A emissão da Carteira de Identidade Nacional (CIN) diretamente dentro das unidades prisionais catarinenses totalizou 1.992 documentos emitidos no primeiro semestre de 2026 e vem gerando benefícios que vão além do sistema prisional. A iniciativa reduz custos operacionais, diminui a necessidade de deslocamentos de servidores e reforça a segurança pública ao evitar saídas de custodiados para atendimentos externos.
Implementado em dezembro de 2025 por meio do PADoc (Posto Avançado de Documentação), o programa permite que todo o processo de coleta biométrica para emissão da Carteira de Identidade Nacional seja realizado dentro das próprias unidades prisionais. A iniciativa é resultado de uma parceria entre a Secretaria de Justiça e Reintegração Social (Sejuri), a Polícia Científica, o Conselho Nacional de Justiça (CNJ) e o Tribunal de Justiça de Santa Catarina (TJSC), por meio do Programa Fazendo Justiça.
Antes da implantação do PADoc, a emissão do documento dependia do deslocamento de equipes da Polícia Científica até as unidades ou da realização de escoltas para conduzir pessoas privadas de liberdade aos postos de atendimento. Com a criação de pontos permanentes de coleta biométrica nas 54 unidades prisionais catarinenses e a capacitação de servidores da Polícia Penal para operar o sistema, o processo passou a ocorrer de forma descentralizada e contínua.

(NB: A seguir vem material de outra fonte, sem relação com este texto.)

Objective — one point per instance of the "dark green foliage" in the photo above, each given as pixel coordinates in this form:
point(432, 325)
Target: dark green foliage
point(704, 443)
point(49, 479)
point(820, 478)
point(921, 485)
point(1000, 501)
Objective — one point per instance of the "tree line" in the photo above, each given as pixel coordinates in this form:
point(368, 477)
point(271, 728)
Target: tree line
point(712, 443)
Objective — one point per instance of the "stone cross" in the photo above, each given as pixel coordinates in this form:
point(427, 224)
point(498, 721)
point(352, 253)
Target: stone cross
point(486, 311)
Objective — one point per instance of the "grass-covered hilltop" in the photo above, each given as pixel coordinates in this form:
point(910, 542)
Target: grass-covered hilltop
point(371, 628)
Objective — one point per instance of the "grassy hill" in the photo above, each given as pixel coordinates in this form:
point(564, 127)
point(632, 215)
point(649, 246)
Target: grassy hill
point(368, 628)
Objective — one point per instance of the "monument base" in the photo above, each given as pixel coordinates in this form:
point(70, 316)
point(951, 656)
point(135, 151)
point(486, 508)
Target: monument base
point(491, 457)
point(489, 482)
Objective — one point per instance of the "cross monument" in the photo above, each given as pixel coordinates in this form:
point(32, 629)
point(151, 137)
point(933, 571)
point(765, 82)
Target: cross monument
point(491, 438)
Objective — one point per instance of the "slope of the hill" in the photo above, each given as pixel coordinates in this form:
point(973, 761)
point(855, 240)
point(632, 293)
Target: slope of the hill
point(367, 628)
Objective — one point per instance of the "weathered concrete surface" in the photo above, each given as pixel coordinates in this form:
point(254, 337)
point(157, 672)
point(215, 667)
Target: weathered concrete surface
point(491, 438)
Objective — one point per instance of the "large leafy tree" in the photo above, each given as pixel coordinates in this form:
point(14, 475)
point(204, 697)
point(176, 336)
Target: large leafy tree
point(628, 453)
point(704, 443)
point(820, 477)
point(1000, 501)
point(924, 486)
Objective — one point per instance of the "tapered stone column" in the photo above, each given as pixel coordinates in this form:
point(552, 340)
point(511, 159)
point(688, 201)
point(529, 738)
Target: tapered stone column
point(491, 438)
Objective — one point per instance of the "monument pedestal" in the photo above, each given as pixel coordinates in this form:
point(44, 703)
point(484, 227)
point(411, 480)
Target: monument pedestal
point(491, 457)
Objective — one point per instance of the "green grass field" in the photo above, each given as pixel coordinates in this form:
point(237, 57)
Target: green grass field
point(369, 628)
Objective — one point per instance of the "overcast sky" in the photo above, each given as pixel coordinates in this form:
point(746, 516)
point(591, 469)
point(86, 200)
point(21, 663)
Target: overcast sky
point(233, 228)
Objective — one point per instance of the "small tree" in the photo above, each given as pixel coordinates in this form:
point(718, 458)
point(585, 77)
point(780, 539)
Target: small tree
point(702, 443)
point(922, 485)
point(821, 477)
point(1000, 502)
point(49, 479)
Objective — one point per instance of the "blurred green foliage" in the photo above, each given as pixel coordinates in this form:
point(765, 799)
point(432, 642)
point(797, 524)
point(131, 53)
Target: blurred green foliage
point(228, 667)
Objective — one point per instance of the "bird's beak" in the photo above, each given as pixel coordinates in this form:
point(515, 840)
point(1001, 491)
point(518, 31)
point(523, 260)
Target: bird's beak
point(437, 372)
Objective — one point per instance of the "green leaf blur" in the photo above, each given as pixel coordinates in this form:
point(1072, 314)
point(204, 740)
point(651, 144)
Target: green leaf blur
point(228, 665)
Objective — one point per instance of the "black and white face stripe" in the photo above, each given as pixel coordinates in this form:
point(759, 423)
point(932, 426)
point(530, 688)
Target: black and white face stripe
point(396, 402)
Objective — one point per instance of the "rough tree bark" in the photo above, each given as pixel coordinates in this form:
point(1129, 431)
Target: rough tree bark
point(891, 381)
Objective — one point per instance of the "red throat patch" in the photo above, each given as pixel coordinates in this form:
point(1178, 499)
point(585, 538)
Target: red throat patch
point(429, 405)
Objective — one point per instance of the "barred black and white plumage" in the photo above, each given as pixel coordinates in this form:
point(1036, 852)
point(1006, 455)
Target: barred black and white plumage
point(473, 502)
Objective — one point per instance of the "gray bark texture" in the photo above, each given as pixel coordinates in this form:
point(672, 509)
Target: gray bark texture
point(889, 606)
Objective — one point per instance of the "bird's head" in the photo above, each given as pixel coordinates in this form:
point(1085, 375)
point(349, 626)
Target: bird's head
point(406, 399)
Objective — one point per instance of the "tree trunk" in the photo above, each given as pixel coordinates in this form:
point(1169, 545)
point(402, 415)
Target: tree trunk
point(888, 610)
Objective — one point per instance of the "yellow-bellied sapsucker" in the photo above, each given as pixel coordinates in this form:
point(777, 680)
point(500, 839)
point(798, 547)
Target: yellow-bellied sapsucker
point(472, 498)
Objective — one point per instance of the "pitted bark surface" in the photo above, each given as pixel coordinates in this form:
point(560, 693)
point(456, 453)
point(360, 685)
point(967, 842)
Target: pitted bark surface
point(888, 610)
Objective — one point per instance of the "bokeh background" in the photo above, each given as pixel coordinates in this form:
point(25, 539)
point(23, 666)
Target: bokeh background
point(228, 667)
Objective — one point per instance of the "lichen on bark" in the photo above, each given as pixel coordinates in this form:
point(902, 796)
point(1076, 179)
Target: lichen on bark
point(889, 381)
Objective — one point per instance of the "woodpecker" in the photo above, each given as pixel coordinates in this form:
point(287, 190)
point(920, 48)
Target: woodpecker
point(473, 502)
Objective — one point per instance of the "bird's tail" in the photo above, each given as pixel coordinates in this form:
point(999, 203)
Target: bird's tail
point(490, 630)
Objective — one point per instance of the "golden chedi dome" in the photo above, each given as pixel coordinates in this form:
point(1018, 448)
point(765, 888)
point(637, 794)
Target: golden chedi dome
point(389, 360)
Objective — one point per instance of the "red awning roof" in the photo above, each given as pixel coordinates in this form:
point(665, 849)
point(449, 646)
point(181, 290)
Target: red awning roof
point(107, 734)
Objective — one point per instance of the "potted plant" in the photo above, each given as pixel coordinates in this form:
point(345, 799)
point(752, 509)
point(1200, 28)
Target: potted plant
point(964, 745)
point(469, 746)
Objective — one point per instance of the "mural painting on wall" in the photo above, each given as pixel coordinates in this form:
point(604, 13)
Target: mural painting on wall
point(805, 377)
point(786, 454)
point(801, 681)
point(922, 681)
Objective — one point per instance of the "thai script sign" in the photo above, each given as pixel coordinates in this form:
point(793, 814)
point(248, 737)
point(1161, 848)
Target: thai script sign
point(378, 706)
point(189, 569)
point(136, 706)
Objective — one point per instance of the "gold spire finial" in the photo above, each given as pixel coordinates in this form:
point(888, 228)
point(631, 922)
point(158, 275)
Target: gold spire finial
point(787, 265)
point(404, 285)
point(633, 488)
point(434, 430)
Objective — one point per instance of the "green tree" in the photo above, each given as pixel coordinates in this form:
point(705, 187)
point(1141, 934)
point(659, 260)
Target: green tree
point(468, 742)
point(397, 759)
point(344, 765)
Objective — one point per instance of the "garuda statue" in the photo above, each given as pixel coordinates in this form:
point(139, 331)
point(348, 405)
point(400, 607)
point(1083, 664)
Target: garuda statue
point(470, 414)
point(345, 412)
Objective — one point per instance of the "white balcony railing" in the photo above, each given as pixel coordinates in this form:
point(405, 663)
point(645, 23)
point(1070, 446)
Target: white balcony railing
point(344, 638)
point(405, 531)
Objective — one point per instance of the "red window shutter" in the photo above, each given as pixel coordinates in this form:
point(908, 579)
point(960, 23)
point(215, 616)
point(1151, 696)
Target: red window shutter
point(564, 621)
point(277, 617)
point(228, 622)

A mudança representa uma importante economia para os cofres públicos. A redução das escoltas diminui o emprego de efetivo policial, viaturas, combustível e demais custos logísticos envolvidos nos deslocamentos. Além disso, evita a mobilização de equipes da Polícia Científica para atendimentos presenciais nas unidades, permitindo maior otimização dos recursos humanos e operacionais do estado.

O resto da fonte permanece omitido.